This is a simple and very easy to make vegetarian lunch, or dinner. Especially, when you are in a hurry. It can be made in less than half an hour, and fits the bill for a quick bite of lunch, during one of our very busy days here at home. You could use any number of vegetables for this dish, so don’t let a lack of a particular vegetable stop you from making this dish.
Mediterranean-style Rice Pasta
- 1/2 medium onion, finely chopped
- 4 cloves of garlic, peeled and finely chopped
- 1 zucchini, chopped into small pieces
- 6 stalks of baby broccoli, stems cut into small pieces
- 7 sprigs of thyme, cut into smaller pieces
- 1 large heirloom tomato, cut into small pieces
- About 15 small cherry, or heirloom tomatoes
- A couple of handfuls of spinach
- 1 Tbsp. coconut oil
- olive oil
- 1/2 tsp. Himalaya salt
- Black pepper, to taste
- Seaweed Gomasio Seasoning, optional
- 1 packet of Trader Joe’s Brown Rice Spaghetti Pasta
Prepare the pasta following the directions on the package.
Add the pasta to the already boiling water, and stir it frequently while it is cooking to prevent the pasta from sticking together. This pasta turns out really nice, but, once cooked, be sure to rinse it with lots of water to remove the starchy residue. Set aside. This holds true not just for the spaghetti, but all the other rice pasta alternatives. (I am sure that some of you have given up on this particular gluten free pasta, because it leaves such a starchy residue in the cooking water.)

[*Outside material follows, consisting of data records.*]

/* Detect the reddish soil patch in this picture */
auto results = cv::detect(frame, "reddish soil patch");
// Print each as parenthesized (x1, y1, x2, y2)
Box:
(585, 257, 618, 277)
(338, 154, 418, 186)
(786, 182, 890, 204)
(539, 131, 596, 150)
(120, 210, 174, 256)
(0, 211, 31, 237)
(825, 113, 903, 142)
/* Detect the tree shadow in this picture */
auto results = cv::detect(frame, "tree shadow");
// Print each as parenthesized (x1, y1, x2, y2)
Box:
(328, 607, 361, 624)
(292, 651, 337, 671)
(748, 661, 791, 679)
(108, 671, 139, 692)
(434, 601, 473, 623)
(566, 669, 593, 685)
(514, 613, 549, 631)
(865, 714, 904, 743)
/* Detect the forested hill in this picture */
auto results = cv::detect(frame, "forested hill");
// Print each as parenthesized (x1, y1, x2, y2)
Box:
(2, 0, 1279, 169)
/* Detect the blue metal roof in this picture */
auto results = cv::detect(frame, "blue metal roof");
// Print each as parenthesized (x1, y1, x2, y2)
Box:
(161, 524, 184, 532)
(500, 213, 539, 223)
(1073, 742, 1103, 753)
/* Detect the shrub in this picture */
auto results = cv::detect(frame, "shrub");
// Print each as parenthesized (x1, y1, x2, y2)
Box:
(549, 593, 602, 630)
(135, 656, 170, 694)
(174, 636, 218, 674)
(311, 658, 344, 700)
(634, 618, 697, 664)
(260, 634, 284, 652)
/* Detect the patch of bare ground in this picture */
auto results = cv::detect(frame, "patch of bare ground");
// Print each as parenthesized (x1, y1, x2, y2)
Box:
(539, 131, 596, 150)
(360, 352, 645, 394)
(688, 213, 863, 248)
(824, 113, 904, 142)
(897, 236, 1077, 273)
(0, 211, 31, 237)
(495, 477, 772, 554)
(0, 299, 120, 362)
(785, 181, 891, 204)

In a large frying pan, or wok, heat the coconut oil and add the chopped onions and garlic. Turn down the heat slightly to prevent any excess browning. The onions and garlic should be translucent and golden in color. Add the zucchini, cherry tomatoes, and broccoli. Drizzle with some olive oil and let cook, turning frequently, for a couple of minutes. Then add the spinach, tomato and thyme. Sprinkle with salt and pepper.
Incorporate all the ingredients well and add a little more olive oil. Let cook for another couple of minutes. The vegetables need to stay fresh, and not overcooked.
Then add the prepared and well rinsed pasta to the vegetables, mixing all the ingredients well. Again, cook for another couple of minutes to let the pasta be infused with the wonderful flavors of the vegetables.
Enjoy this simple Mediterranean-inspired meal for lunch, or dinner.
What is your favorite gluten free pasta?
If you are exploring raw food options, another great way to serve this same dish is to use kelp noodles (prepared according to package directions), served with the same vegetables, but fresh and raw. Seaweed Gomasio seasoning ingredients: sesame seeds, sea salt, kombu, dulse and nori) makes a great addition to either version of this meal.
This looks great, I love making pasta and veggies for an easy dinner. I haven’t tried enough types of GF pasta to pick a favorite, De Boles is good though. I will have to try Trader Joe’s brand.
By the way, did you paint your blog banner? It is very beautiful! I love watercolor painting.
Yes! We are experimenting with some different headers to see which one looks the best. This one was created in water color, one of my favorite mediums as well 🙂 Many different varieties of gluten free pasta that we have tried work really well. With almost all of them, though, you face the issue of needing to rinse off the excess starch which isn’t so fun. Do you have a favorite type??
Sorry I didn’t see your response sooner! My favorite type of pasta is probably fettuccine or linguine… 🙂 I used to love fettuccine alfredo, I haven’t ate that in forever though. I am thinking about making a dairy free alfredo-like sauce some time. What is your favorite type?